Phase 4: Data selection and preservation
The phase addresses issues related to identifying those datasets that are irreplaceable, data with high value. The development of data selection criteria is core to this phase because it will not be possible to retain all data. Similarly deposit agreement(s), deposit tools, and the development of guidance documentation also need attention.
This phase requires leadership and project management from the library but it is anticipated that the phase will not be initiated before phases one and two are well understood and the required outputs are in place. On the other hand, the library could expect participation from other stakeholders but these activities could be regarded as the library’s responsibility. If the library still has, by then, not developed the necessary skills to do so, knowledgeable experts would have to be contracted in to ensure that all valuable datasets are curated for the longer term.
5.2. Sustainability of RDM services at the university
An RDM implementation project is only as good as the associated sustainability plan. To most institutions, also the University of Dodoma, RDM represents a completely new programme of work that will bring about both organisational and behavioural changes. Creating and accepting a long-term strategy for RDM would surface the resources needed so that sustainability could be ensured by the institution.
Sustainability is seen as part of the initial stage (phase 1) of the RDM implementation project While RDM was accepted as a necessity the actual costs and expenditures still have to be determined. Clearly stating RDM long-term goals, while keeping in mind the institutions’ mission and considering these in the context of the cost implications will provide an opportunity for university management to show commitment towards securing the resources for the sustainability of the services. University management is currently considering the financial implications.
In the absence of a sustainability plan the library still has a responsibility to develop the skills of the library staff and to support researchers with relevant services. As part of the sustainability of the second phase, described above, it is essential that the library remains actively involved by identifying alternative, often free, services and resources that are available to individual researchers.

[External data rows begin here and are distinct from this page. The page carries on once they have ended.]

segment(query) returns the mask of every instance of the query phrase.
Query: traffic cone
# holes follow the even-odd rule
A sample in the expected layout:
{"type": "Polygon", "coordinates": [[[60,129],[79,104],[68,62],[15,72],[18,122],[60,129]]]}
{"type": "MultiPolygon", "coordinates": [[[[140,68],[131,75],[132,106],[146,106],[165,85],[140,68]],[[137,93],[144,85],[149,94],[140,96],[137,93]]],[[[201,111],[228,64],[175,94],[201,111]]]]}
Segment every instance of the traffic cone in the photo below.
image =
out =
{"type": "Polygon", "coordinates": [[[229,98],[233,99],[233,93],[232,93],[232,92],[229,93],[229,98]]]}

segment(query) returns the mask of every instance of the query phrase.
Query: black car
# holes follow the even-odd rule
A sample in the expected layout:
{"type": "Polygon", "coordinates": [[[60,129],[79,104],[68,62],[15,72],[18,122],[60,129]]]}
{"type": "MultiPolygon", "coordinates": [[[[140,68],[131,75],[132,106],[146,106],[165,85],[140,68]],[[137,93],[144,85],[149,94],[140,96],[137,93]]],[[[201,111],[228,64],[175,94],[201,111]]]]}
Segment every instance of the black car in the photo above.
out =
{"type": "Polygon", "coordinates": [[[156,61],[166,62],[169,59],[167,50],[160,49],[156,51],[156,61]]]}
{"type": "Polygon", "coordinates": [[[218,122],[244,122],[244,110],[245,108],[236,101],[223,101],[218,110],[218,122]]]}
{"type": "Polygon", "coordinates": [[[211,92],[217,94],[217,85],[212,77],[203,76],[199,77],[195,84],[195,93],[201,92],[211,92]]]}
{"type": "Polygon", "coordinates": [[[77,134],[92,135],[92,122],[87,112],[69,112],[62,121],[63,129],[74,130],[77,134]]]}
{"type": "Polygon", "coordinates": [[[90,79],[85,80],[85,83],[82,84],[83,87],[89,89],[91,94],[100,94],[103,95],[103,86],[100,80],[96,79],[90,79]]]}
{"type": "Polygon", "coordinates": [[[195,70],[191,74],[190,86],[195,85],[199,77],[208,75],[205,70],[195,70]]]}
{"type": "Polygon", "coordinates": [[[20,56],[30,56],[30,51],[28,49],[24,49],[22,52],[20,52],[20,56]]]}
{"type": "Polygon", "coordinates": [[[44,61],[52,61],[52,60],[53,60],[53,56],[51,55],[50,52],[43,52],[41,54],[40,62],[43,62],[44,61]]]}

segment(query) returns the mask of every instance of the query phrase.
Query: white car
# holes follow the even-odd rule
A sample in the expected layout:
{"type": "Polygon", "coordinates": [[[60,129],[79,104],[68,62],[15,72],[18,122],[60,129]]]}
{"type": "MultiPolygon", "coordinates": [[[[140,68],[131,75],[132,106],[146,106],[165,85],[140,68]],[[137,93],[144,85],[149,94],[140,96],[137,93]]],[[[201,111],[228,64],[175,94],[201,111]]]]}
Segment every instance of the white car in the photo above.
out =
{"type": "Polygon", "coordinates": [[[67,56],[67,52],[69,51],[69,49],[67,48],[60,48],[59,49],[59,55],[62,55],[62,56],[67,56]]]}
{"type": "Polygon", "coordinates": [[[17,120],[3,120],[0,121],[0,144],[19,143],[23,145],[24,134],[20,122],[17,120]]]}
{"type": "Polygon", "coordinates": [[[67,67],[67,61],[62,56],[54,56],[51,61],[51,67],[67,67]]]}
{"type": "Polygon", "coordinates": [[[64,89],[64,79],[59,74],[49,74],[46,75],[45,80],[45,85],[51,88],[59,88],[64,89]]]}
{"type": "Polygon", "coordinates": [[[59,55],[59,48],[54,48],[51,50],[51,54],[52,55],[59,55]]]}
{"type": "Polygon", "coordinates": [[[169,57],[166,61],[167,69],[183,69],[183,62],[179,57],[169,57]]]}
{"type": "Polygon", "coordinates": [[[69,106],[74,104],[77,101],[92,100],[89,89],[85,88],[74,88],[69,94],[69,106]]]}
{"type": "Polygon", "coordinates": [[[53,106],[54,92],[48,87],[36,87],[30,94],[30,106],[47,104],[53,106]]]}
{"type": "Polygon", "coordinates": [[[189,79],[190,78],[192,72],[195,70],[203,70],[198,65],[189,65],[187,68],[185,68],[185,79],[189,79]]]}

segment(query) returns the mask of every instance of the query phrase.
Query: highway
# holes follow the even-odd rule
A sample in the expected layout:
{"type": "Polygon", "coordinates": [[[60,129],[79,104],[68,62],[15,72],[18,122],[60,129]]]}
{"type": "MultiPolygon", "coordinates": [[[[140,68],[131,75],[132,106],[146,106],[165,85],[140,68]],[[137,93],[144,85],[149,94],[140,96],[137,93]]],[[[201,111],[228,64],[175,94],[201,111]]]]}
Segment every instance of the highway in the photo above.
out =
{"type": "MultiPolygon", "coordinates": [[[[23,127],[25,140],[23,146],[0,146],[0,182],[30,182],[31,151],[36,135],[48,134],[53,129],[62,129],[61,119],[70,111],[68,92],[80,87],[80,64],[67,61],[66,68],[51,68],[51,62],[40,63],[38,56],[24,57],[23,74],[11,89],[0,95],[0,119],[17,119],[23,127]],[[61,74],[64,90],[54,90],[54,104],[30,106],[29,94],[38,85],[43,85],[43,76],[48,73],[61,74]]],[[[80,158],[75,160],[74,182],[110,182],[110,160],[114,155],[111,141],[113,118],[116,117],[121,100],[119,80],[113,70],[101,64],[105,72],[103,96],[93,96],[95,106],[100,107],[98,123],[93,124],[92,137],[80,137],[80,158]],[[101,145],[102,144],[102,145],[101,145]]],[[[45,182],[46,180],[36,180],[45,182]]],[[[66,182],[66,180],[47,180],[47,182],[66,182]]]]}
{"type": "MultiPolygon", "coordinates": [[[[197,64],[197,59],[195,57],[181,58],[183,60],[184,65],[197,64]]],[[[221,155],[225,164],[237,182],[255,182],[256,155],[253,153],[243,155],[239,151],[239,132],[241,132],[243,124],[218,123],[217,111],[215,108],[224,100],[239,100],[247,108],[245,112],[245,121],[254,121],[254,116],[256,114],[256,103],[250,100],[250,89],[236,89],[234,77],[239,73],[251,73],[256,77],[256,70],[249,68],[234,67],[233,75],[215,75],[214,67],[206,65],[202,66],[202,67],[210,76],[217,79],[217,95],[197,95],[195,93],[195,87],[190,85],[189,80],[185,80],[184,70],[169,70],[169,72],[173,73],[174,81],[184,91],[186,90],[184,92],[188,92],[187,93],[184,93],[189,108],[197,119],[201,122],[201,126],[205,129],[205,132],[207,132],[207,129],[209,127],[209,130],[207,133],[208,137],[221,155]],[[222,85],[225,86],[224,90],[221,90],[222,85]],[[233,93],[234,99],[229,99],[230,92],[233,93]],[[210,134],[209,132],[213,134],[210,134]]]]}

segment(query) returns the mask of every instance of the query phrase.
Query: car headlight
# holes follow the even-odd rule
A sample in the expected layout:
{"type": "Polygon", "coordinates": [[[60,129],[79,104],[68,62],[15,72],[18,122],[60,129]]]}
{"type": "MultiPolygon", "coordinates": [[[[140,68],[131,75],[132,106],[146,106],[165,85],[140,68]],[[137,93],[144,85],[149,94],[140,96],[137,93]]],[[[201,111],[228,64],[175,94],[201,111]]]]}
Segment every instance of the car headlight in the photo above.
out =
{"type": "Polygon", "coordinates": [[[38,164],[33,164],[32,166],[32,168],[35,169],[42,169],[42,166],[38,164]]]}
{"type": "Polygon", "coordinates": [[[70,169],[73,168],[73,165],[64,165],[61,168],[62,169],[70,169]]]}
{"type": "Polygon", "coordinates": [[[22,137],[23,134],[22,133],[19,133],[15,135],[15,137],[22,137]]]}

Not having an RDM policy in place at the institution is no excuse for any library to not develop RDM skills nor not to provide RDM services. By considering the RDM implementation phases described in section 5.1, RDM components and services, identified from the literature as good practice, could be developed and systematically implemented by the University of Dodoma library. In doing so it will raise awareness within the institution and in the longer term it will ensure that the university’s research data is made accessible to the international community.